BACKGROUND: Effective therapies are needed to prevent the secondary injury and poor prognosis associated with emergency craniotomy of traumatic brain injury (TBI). HYPOTHESIS/ PURPOSE: The wound-healing medicine Yunnan Baiyao (YB) and Xingnaojing (XNJ) adjunct-therapy may improve the outcome of orthodox mono-therapy (OT). STUDY DESIGN: Randomized controlled trial. METHODS: Eighty patients with moderate-to-severe TBI received emergency craniotomy (within 12 h after TBI) at the Chinese PLA General Hospital before being randomly assigned to 4 different treatments (n = 20) for 7 days: 1) OT; 2) OT+XNJ (i.v. 20 ml/daily); 3) OT+low dose-YB (oral, 1,000 mg/day); 4) OT+high dose-YB, 2,000 mg/day). RESULTS: GCS score was improved more quickly and became significantly higher in XNJ, l-YB, h-YB groups than in OT group (p<0.01).

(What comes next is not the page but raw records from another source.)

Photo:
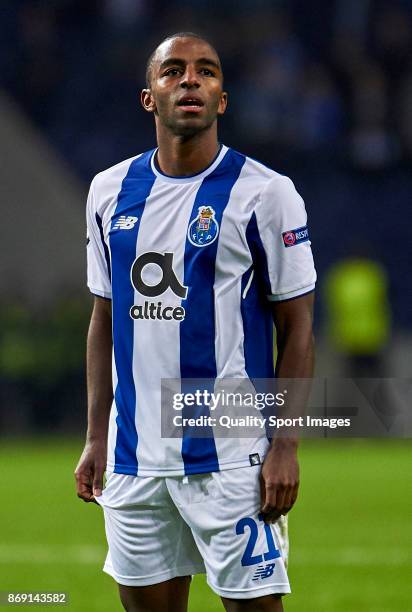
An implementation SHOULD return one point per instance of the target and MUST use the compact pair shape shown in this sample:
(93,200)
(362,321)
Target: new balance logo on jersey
(264,571)
(124,222)
(167,280)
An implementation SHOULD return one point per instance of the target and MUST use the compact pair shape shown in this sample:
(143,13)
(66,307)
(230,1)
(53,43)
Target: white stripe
(246,289)
(85,554)
(159,340)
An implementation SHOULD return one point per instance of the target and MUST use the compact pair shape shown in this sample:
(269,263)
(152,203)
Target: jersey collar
(193,177)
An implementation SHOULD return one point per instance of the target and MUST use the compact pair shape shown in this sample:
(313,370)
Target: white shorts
(158,528)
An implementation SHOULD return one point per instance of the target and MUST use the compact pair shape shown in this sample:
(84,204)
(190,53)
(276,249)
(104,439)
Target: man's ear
(147,101)
(222,103)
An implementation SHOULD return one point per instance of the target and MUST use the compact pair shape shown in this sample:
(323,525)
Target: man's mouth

Serum S100B peaked higher but declined more slowly in OT group than in other groups (p<0.01). On postoperative Day 7, S100B was 20% below baseline in YB and XNJ groups but remained 19% above baseline in OT group which also lost 38% of superoxide dismutase (SOD) activity on Day 3 and recovered 69% of SOD on Day 7 whereas the YB and XNJ groups lost 16%∼23% of SOD activity on Day 3 and recovered 92%∼99% of SOD on Day 7 (p<0.01). Clinical prognosis (Glasgow Outcome Scale and Karnofsky Performance Scale) were significantly better (25%∼30%) in the XNJ, l-YB and h-YB groups than in OT group 3 months post-surgery and were correlated with serum S100B and SOD. CONCLUSIONS: YB and XNJ adjunct therapies improved postoperative recovery and clinical prognosis in patients with moderate-to-severe TBI partly through divergent regulation of S100B and SOD pathways. (The trial was registered at Chinese Clinical Trial Registry (ChiCTR) trial registration number: ChiCTR2000030280).